Wednesday, May 21, 2014

Frankie Gunnell’s wife and children

At Washington DC the local government began in about 1874 to experiment with a system of birth certificates, using what was called the “Return of a Birth,” a short form to be filled in following every live birth by the attending doctor or midwife. Two of these early Returns report children—both of them boys—born in the District to Fanny Miller Gunnell and her husband Frankie Gunnell. Another child was probably born before the Returns system was in place, since the babies in the two documents are numbered Fanny’s second and third: a boy born in 1876, then another in 1881. The Returns do not record babies’ names.

The Returns do ask for the address of the mother. In one case Fanny was living in Southwest Washington, and in the other case in Northwest. Since the children were born in DC to a mother living at a local address, it seems almost certain that Frank and Fanny did live there more of less continuously in the years from 1872 or so through to 1881. This makes it that much more noteworthy that they are not in the 1880 Census enumeration, and downright strange that they are never even included in the DC directories published during those ten years. Exactly what their domestic situation was during this period there’s not much telling. On each Birth Return there’s a line for the father’s occupation, and it shows that Fanny in 1876 called Frankie a carpenter and in 1881 a mechanic. So much for the inexplicable Frankie Gunnell.

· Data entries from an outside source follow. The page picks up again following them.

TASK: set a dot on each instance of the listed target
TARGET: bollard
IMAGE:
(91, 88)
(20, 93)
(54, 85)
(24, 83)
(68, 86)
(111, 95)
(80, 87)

Recently and out of the blue I heard from a descendant of Frankie and Fanny. Thanks to some friendly correspondence with this distant cousin, I’ve been able to learn what later happened to Fanny and to the Gunnell children Violet, the first born, and Rosser, the boy born in 1876. (The boy born in 1881 was not heard of again.)

The Civil War seems to have scattered the Miller family, and two of Fanny’s older brothers had left Virginia and gone to live in Arkansas. Fanny made her way there. She met a peripatetic lawyer from Ohio named George Bushnell Denison. In 1885 at Conway near Little Rock Fanny and Denison were married. Subsequently Violet and Rosser Gunnell were called by the surname Denison, and Fanny referred to G.B. Denison as their father. The peripatetic lawyer moved on to Alabama, while Fanny and the children went to live, for unknown reasons, in Galveston, Texas. There Violet came of age and married a jeweler called Field, a Massachusetts man. The Fields had two daughters.

When the Spanish-American War came, Rosser Denison enlisted in the army and went off to the Philippines. He stayed on after the war, living at Zamboanga, where he married and raised a family. A large number of Rosser’s descendants (and thus Milburn descendants, as well) presently live in the Philippines.

Violet divorced the jeweler Field and promptly married a civil engineer called Morris who was about to leave Texas to take up a position with the city of Portland, Oregon. It’s around Portland and in the U.S. Northwest that Violet’s descendants, including my excellent correspondent, are living today.

Fanny, meanwhile, reached San Antonio where she married for the third time. Her new husband William Knight was yet another peripatetic lawyer, only this time from New Hampshire by way of West Virginia and Missouri. The Knights didn’t live together for long. After a few years Fanny took off, and continued to travel about the country visiting her kith and kin. So many changes of name and place! Finally, with her resources depleted, she wound up back at San Antonio in a rooming house. She died there in 1931 and was buried in the City Cemetery.

A story that circulated among Fanny’s grandchildren and great-grandchildren was that she had insisted that no one ever again say the name Frankie Gunnell. Well, that rule was obviously broken, but still nobody is able to say what became of Frankie. We’ll probably never know the rest of that story. He'll just remain a minor character, a footnote in the history of Spiritualism and stage illusions.